It is ignorant of me to assume that everyone knows what Ubuntu means.
There is never a basic way to explain a philosophy, but the premise of Ubuntu lies in the ideas that shared value and personhood is what makes us who we are. Whatever you do in life has an effect on others and on society. Many African philosophers, such as John Mbiti who I have quoted below, have written about the subject. I will delve into more of their works throughout my research, but let’s start somewhere.
“I am because we are“
Growing up In South Africa I was always aware of the idea of Ubuntu, but it wasn’t until I was much older that I really starting understanding what it meant and how powerful it is. I was introduced to the theories behind it while I was studying my undergraduate in South Africa. One figure kept standing out, Archbishop Desmond Tutu.
“Ubuntu is very difficult to render into a Western language. It speaks of the very essence of being human. When we want to give high praise to someone we say, ‘Yu, u nobunto’; ‘Hey so-and-so hasubuntu.’ Then you are generous, you are hospitable, you are friendly and caring and compassionate. You share what you have.

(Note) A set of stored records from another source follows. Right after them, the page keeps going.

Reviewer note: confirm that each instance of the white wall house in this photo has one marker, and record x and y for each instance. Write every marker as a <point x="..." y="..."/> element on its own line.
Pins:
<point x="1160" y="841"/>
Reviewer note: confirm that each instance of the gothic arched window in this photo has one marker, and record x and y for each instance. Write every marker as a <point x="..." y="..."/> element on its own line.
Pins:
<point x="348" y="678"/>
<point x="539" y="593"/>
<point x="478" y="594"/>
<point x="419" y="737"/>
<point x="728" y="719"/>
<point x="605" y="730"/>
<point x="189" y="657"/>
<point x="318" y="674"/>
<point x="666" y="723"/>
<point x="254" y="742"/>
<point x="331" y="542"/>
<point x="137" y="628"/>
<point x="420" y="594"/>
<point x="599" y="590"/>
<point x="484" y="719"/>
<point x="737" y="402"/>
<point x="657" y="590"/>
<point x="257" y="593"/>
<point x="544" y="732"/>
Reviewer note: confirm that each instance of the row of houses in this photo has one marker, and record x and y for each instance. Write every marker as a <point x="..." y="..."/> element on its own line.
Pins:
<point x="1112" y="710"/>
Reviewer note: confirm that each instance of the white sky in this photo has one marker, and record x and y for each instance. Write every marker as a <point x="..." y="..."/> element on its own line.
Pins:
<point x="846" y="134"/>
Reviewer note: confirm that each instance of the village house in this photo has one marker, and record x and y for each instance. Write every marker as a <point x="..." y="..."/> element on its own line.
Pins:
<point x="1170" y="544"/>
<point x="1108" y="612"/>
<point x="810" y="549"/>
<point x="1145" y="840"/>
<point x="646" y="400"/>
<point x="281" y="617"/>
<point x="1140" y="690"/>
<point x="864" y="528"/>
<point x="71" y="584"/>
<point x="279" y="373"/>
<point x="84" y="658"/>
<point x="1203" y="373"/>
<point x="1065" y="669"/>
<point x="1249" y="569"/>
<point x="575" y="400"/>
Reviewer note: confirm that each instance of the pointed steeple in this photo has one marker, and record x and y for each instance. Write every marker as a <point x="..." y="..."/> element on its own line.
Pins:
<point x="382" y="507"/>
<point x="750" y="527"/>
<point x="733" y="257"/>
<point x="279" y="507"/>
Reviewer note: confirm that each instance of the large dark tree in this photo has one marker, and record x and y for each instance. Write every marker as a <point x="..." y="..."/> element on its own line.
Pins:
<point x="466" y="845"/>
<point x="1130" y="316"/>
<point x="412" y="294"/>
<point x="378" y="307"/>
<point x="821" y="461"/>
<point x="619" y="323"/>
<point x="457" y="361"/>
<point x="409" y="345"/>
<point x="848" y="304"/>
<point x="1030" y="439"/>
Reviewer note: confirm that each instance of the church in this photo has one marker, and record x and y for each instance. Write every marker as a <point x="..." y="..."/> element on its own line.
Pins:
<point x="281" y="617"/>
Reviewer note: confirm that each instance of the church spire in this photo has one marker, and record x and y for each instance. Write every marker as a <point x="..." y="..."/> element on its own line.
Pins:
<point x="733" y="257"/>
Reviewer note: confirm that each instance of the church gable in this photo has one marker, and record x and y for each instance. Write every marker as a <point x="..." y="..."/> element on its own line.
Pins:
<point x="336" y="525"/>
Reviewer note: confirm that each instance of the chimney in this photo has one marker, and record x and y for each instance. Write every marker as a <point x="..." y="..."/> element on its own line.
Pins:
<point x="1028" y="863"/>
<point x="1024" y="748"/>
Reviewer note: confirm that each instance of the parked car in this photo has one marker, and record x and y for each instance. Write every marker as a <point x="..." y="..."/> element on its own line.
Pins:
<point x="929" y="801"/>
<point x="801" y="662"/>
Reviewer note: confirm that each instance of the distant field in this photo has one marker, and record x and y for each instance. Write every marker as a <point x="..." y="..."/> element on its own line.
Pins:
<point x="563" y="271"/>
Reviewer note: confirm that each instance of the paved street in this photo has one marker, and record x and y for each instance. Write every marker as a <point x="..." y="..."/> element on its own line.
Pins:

It is to say, ‘My humanity is inextricably bound up in yours.’ We belong in a bundle of life.” – Desmond Tutu, No Future Without Forgiveness.
This is quite a big concept to grasp and I needed to break it down into language that I could make sense of and adapt to my work.
I discovered a book, Everyday Ubuntu, by a young author called Mungi Ngomane. Within the colourful pages, she breaks down the lessons of Ubuntu that she has grown up with and presents it to the reader as material that can be understood by all audiences. She also happens to be the granddaughter of archbishop Desmond Tutu, so I assume this is a reliable source for my research.